In this situation of confusion and despair, their present councils
have no fixed character. It is now the hurricane months of British
politics. Every day seems to have a storm of its own, and they are
scudding under the bare poles of hope. Beaten, but not humble;
condemned, but not penitent; they act like men trembling at fate and
catching at a straw. From this convulsion, in the entrails of their
politics, it is more than probable, that the mountain groaning in
labor, will bring forth a mouse, as to its size, and a monster in
its make. They will try on America the same insidious arts they
tried on France and Spain.
We sometimes experience sensations to which language is not equal.

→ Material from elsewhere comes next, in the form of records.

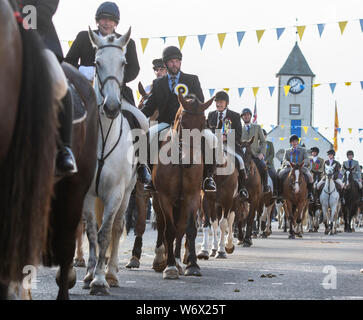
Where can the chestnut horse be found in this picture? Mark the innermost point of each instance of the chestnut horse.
(28, 131)
(296, 200)
(177, 197)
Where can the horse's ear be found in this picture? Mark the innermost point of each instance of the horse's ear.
(124, 40)
(94, 38)
(142, 90)
(206, 105)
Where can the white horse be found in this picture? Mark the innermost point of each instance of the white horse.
(330, 203)
(115, 175)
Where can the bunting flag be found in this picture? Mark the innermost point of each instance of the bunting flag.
(240, 91)
(342, 25)
(300, 31)
(321, 27)
(181, 40)
(259, 34)
(336, 126)
(144, 42)
(287, 89)
(221, 37)
(240, 35)
(279, 32)
(201, 39)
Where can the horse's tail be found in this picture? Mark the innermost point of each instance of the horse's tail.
(27, 173)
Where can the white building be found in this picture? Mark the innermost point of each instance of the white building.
(295, 110)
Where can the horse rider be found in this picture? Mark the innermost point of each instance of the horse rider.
(164, 99)
(217, 120)
(65, 161)
(336, 175)
(82, 56)
(296, 154)
(357, 176)
(258, 147)
(159, 70)
(269, 160)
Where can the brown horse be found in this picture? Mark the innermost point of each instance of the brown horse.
(28, 131)
(296, 200)
(177, 197)
(218, 207)
(254, 186)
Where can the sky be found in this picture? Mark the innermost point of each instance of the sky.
(333, 57)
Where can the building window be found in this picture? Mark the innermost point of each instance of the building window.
(295, 109)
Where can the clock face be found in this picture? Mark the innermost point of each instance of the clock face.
(296, 84)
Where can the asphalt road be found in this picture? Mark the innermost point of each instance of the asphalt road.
(317, 267)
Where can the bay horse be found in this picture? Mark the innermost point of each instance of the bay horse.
(296, 201)
(28, 133)
(217, 210)
(177, 197)
(254, 187)
(115, 174)
(351, 197)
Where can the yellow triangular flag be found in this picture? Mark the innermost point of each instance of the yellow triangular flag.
(144, 42)
(221, 37)
(259, 34)
(300, 31)
(181, 41)
(342, 25)
(287, 89)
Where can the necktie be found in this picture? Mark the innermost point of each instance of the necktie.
(220, 122)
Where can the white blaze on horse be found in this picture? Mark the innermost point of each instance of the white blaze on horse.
(330, 203)
(115, 175)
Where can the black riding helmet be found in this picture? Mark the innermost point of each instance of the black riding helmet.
(108, 10)
(171, 53)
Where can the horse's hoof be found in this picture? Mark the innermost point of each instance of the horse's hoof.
(221, 255)
(213, 253)
(229, 250)
(99, 291)
(134, 263)
(193, 271)
(159, 266)
(112, 280)
(171, 273)
(79, 263)
(203, 255)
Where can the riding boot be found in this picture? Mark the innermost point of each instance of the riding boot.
(65, 162)
(208, 183)
(242, 188)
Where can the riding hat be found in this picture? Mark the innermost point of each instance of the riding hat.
(108, 10)
(246, 110)
(222, 96)
(294, 137)
(171, 53)
(158, 63)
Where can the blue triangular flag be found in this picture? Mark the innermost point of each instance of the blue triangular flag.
(271, 90)
(240, 91)
(201, 38)
(240, 35)
(279, 32)
(332, 87)
(321, 27)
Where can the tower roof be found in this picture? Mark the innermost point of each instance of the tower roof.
(296, 64)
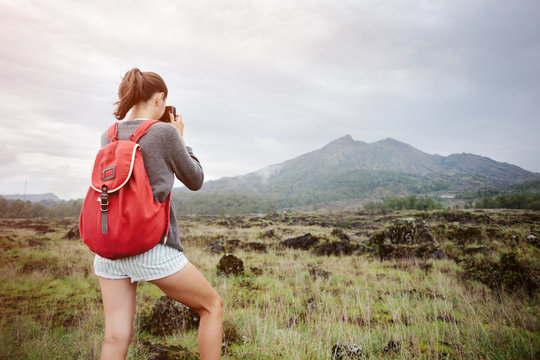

The conception is too bulky to be born alive, and in the torture of
thinking, we stand dumb. Our feelings, imprisoned by their
magnitude, find no way out- and, in the struggle of expression,
every finger tries to be a tongue. The machinery of the body seems too
little for the mind, and we look about for helps to show our
thoughts by. Such must be the sensation of America, whenever
Britain, teeming with corruption, shall propose to her to sacrifice
her faith.
But, exclusive of the wickedness, there is a personal offence
contained in every such attempt. It is calling us villains: for no man
asks the other to act the villain unless he believes him inclined to
be one. No man attempts to seduce the truly honest woman. It is the
supposed looseness of her mind that starts the thoughts of
seduction, and he who offers it calls her a prostitute.